# Drill the pronunciation of a word “approximately” [drill?]



## Constantine from Moscow

“Drill the pronunciation of a word “approximately”.

Another piece of instruction.

Do you think it’s OK to say that? 

Can one really drill pronunciation?


----------



## owlman5

It sounds like an odd use of "drill" to mean "practice", Constantine.  I certainly wouldn't use the sentence you're asking about in an instruction to somebody to practice pronouncing the word "approximately".


----------



## Constantine from Moscow

Thank you, owlman5! 

It’s really strange, that’s why I ask.


----------



## owlman5

Where did you hear or read the sentence?  Please tell us about the source of this strange language.  That helps other members as they try to give you sensible opinions and advice about language that troubles you.


----------



## Constantine from Moscow

Any other thoughts maybe? 

I’ve come across “to pronounce drill” (verb) and “pronunciation drill” (noun) though. 

Are they less awful?


----------



## lingobingo

Yes, Constantine, you need to give the context in _every_ thread — owlman didn’t see your other one, where you explain: 

Well, this is taken from a language course, it is one of “Teacher’s notes”…​


----------



## Constantine from Moscow

“Drill the pronunciation..” and some others I am about to ask your opinion on come from a local EFL course, those are pieces of instruction for teachers.
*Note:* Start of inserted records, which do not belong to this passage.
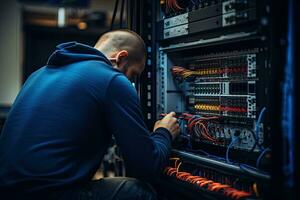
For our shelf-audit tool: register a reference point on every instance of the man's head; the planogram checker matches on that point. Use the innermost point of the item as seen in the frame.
(125, 49)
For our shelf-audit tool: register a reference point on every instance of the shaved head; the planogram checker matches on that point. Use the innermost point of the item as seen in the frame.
(114, 41)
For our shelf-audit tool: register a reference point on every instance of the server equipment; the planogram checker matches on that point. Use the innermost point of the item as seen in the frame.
(215, 63)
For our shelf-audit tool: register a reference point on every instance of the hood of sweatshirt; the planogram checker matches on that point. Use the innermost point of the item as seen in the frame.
(70, 52)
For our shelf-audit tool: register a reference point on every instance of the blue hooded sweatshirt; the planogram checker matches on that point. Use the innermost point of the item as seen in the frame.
(62, 122)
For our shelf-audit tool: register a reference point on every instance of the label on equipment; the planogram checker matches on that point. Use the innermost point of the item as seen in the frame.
(176, 31)
(176, 21)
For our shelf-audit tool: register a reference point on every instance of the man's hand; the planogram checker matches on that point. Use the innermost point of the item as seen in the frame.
(169, 122)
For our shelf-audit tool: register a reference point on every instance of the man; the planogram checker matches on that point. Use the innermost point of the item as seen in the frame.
(62, 121)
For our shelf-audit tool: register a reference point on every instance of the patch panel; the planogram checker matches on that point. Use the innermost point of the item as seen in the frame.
(212, 14)
(221, 88)
(230, 106)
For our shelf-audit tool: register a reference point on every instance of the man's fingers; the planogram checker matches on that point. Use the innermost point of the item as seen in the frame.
(173, 114)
I am considering working for the company but I’m somewhat puzzled by certain expressions.


----------



## Constantine from Moscow

These are the previous ones: “Try to elicit as many examples of dishes and food as possible”


----------



## owlman5

Thank you.  It's an odd sentence, and it seems particularly inappropriate to me as an instruction you found in a course that is meant to help people learn English.  If this is typical of the expressions that puzzle you, you have a good reason to be puzzled.


----------



## lingobingo

I don’t understand what the OP sentence means either. Perhaps they mean “the word approximately”, or “a word such as approximately”, but neither seems very likely. Or perhaps approximately is meant another way?

But *drill* means practise (AE: practice), as in a military drill where you repeat the same process over and over again in order to end up knowing it instinctively.


----------



## owlman5

lingobingo said:


> But *drill* means practise (AE: practice), as in a military drill where you repeat the same process over and over again in order to end up knowing it instinctively.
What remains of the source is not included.